On June 18, 2025, Nobitex — the largest cryptocurrency exchange in Iran — was targeted in a politically motivated cyberattack attributed to Israel-linked group Predatory Sparrow. The attackers moved USD 90 million in crypto to vanity addresses with IRGC slogans, ensuring the funds were unmoveable. TRM assesses the hack was designed to disrupt Iran’s crypto infrastructure, expose regime-linked surveillance practices, and limit financial services for ordinary users.
Why did users withdraw funds from Iranian crypto exchanges in the lead up to and during the recent Iran-Israel conflict?
Ahead of Israel’s missile strikes on June 13, 2025, users of Iranian exchanges — particularly Nobitex — rapidly moved capital abroad, anticipating increased geopolitical risk. TRM identified a more than 150% spike in outflows from Nobitex during this period, suggesting users were attempting to reduce custodial risk, preserve asset mobility, and maintain access to global markets amid rising uncertainty.
How did the Nobitex hack impact trust in Iranian crypto platforms?
The breach had a significant impact on user sentiment. Incoming transaction volume to Nobitex dropped over 70% year-over-year in early July 2025, with many users expressing concerns over inadequate safeguards and state surveillance. Some users were locked out of their accounts entirely, while others sought offshore exchanges or privacy-preserving tools to avoid future risk.
What role does Nobitex play in Iran’s crypto ecosystem and sanctions evasion?
Nobitex is central to Iran’s domestic crypto economy and is used by both everyday citizens and state-linked actors. The exchange facilitates large transaction volumes and has reportedly implemented obfuscation tools to enable surveillance while protecting VIP users. TRM analysis revealed that entities linked to the IRGC and sanctioned pro-Hamas media outlets have transacted through Nobitex, underscoring its dual-use role in financial repression and sanctions evasion.
Is Iran still using crypto, like bitcoin, to evade sanctions post-hack?

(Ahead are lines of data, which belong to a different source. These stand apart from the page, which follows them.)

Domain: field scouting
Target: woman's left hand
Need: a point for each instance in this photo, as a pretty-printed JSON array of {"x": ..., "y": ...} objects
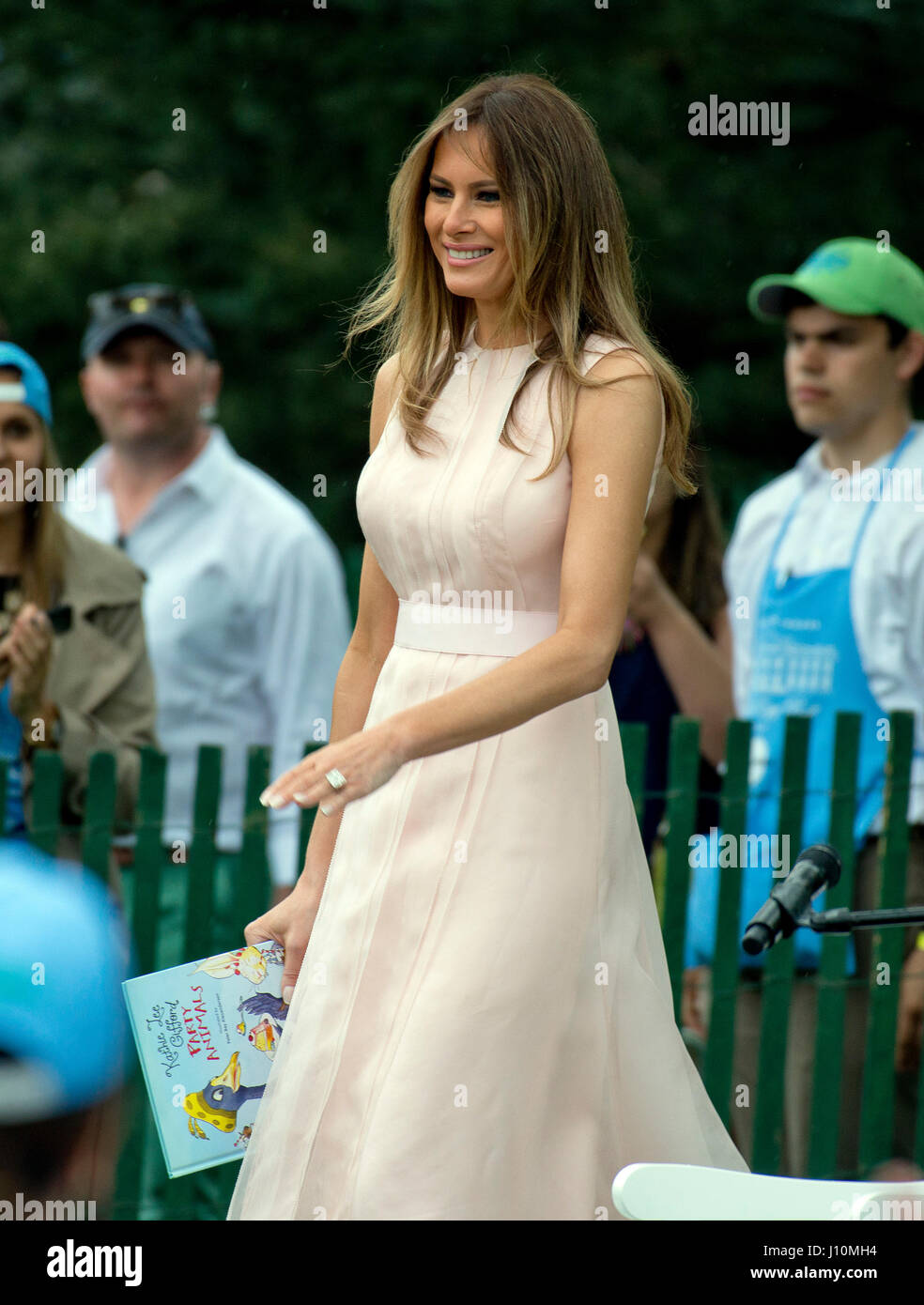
[
  {"x": 367, "y": 760},
  {"x": 26, "y": 650}
]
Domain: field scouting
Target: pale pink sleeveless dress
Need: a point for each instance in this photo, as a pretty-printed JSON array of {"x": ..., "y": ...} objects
[{"x": 483, "y": 1024}]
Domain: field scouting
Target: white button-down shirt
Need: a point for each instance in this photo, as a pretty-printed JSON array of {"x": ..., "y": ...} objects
[
  {"x": 247, "y": 622},
  {"x": 886, "y": 588}
]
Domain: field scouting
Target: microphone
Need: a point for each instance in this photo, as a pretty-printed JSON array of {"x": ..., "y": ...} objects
[{"x": 816, "y": 868}]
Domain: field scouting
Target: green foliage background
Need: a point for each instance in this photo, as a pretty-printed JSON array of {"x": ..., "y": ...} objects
[{"x": 297, "y": 120}]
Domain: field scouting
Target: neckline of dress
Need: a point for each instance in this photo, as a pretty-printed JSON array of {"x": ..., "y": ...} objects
[{"x": 472, "y": 346}]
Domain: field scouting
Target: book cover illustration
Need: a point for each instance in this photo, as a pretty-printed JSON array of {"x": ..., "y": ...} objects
[{"x": 207, "y": 1035}]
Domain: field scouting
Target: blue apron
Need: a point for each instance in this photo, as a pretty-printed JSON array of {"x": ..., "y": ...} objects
[{"x": 806, "y": 662}]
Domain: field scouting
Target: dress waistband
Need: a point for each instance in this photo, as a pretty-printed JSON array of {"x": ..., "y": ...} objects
[{"x": 439, "y": 628}]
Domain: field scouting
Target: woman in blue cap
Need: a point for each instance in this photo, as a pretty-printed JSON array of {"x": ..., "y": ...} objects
[{"x": 77, "y": 680}]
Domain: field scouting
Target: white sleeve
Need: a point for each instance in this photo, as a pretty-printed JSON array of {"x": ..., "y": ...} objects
[{"x": 301, "y": 649}]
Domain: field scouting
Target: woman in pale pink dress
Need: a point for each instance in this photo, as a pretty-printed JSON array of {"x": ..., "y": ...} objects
[{"x": 482, "y": 1024}]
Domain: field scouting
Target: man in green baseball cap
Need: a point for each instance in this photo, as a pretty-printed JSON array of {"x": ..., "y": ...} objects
[
  {"x": 859, "y": 278},
  {"x": 825, "y": 576}
]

Yes, TRM’s analysis shows that Iran continues to use bitcoin mining as a revenue source and sanctions workaround. Following the Nobitex hack, dormant crypto mining wallets began moving assets, ultimately consolidating into Nobitex’s new hot wallet. These funds likely helped the platform resume operations and reflect Tehran’s ongoing strategy to generate income outside the traditional financial system.